No dia anterior, ainda antes de pagarmos os 100B (9,5€) que custará a visita assinamos a declaração de responsabilidade:

“A mina que vão visitar é uma mina activa, pelo que existem riscos de explosão e desabamento em que incorrem em perigo de vida ou lesões graves e permanentes. Os espaços são muito reduzidos pelo que se desaconselha a pessoas com claustrofobia e problemas cardíacos ou respiratórios.

Declaro que conheço estes riscos e retiro qualquer responsabilidade da empresa organizadora do passeio.”

Hesito antes de assinar…quero mesmo fazer isto? Haverá necessidade? As opiniões de outros viajantes dividem-se entre o “têm mesmo de fazer isso” e o “não se metam nisso, é uma experência horrivel”.

A descoberta de grandes filões de prata no “Cerro Rico” levou à fundação da cidade mineira de Potosi em 1545, na base desta montanha. Apesar das dificuldades de viver a 4090m de altitude, durante 2 séculos foi a maior fonte de prata do Império Espanhol e chegou a ser uma das cidades mais ricas e populadas da América Latina. No século 19 as guerras da independência,a quase exaustão da prata e uma queda acentuada nos preços levaram a uma crise económica da qual a cidade ainda não recuperou totalmente.

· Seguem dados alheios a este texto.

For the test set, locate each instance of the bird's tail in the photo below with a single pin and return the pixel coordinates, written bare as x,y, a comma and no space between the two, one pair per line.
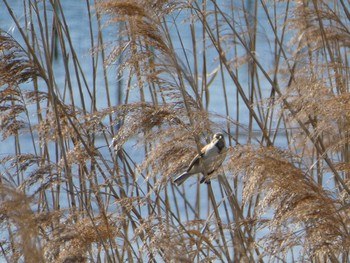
181,178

Actualmente, apesar de ainda se procurar prata, a extracção é maioritariamente de estanho, chumbo e zinco e é ainda da mina e da indústria a ela associada que vive grande parte das famílias. Conhecer as minas é perceber melhor como vive essa população. É perceber as dificuldades, o que move a cidade. Firmo o meu nome e tento não pensar mais nos riscos; amanhã logo comprovarei se são reais.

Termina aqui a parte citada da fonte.